El marasmo del debate final

A la campaña electoral le quedan 96 horas desde las cero horas del martes 15 de diciembre, tras el ultimo debate de cierre entre Mariano Rajoy y Pedro Sánchez.

Un debate en el que el líder socialista tenía que agotar sus últimos cartuchos, no para quitarle votos a Mariano Rajoy, sino para recuperar los que ha perdido por su izquierda con Pablo Iglesias y por el centro con Albert Rivera.

Para la desesperación de Ferraz, el líder socialista más identificable generacionalmente que Rajoy con Iglesias y Rivera, ha estado atrapado durante toda la campaña en la confrontación entre lo viejo y lo nuevo que los partidos emergentes han manejado intensa e inteligentemente.

Abierta la brecha de la demanda del cambio, los socialistas se han movido torpemente atrapados en el pantano del fracaso de Zapatero ante la crisis – una fuga sin tocata- y de la atribución de un tanto de culpa no menor en los casos de corrupción de los que no se han zafado.

Si además se adereza su campaña con unos mensajes muy poco innovadores, su obsesión con derogar todas las reformas del Gobierno y desandar el camino recorrido con frases nada afortunadas dedicadas a sus competidores, el resultado es una catástrofe electoral si ni siquiera repite el resultado que obtuvo Alfredo Pérez Rubalcaba en 2011.

Y es una mala noticia para España, porque un PSOE fuerte y respaldado por los electores del centro izquierda es una garantía de estabilidad y un interlocutor acreditado en la Unión Europea con los demás Partidos socialistas.

El escenario de las ultimas encuestas refleja un aritmética muy complicada para la futura gobernabilidad del país. Un Congreso de los Diputados que sustituye las mayorías absolutas o no, pero definidas, por la imagen de una silla de cuatro patas próximas pero desiguales que genera el efecto físico natural de la inestabilidad.

Los partidos emergentes, con un recorrido muy rápido en un breve tiempo, han manejado el concepto de cambio de modelo que ,sin duda, está presente en el electorado que ha padecido una profunda y larga crisis huerfanos de una narrativa desde los grandes partidos.

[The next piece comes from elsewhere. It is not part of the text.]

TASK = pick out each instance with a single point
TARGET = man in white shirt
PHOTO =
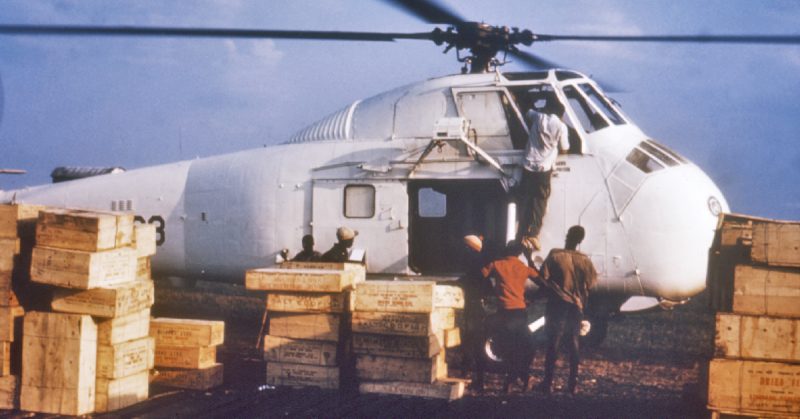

El PP no la ha elaborado, porque el Gobierno ha estado dedicado a apuntalar el país y a tapar los boquetes financieros con el agravante de que el partido desde la calle Génova no ha sabido cubrir los flancos que deja la acción de gobierno ni tomar la iniciativa de encauzar la reforma institucional de la política que se demandaba desde la calle. Y el PSOE porque ha minusvalorado a los nuevos partidos que han sacado la oposición de la Carrera de San Jerónimo y la han llevado a los platós televisivos después de la sucesión fallida en la dirección federal del partido de Pérez Rubalcaba.

Y Pedro Sánchez se dirige directamente a la segunda debacle electoral del PSOE tras los Gobiernos de Zapatero. Lo que parecía imposible, la catástrofe de bajar de los 110 escaños del 2011, se anticipa por las encuestas para el día 20 de diciembre.

En el debate se ha vuelto a equivocar. Agresivo, interrumpiendo constantemente, con una superficialidad pasmosa que se envuelve en un discurso impostado y en una actitud gestual un tanto chulesca, el líder socialista ha recitado un mal guión como un mediano actor.

Un marasmo de “yo propongo” y un debate que el líder del PSOE ha querido convertir en esas peleas en el barro que alguna vez recogen las televisiones como atracciones de feria.

Si los debates hasta ahora no han alterado los cupos de los magmas electorales, el debate final solo ha servido para remover, veremos en qué medida, el voto abstencionista a favor de los partidos emergentes, lo que favorece también al PP ya que estando su suelo en el entorno del 30 por ciento, la diversificación del voto restante en tres partidos muy próximos en porcentaje determina que el primero en votos obtenga una prima adicional de escaños.
Rajoy que tiene una experiencia acreditada y que nadie ha puesto en duda su honradez personal, ha sido más que paciente ante un Sánchez superficial, agresivo y faltón que recita un glosario de eslóganes que por su indefinición suena a publicidad e incumplimientos.

Los ciudadanos son lo suficientemente perspicaces para diagnosticar los problemas del país. Se esperaban más del debate y a lo mejor realmente el bipartidismo ha muerto.

Pedro Sánchez le ha dado el empujón final.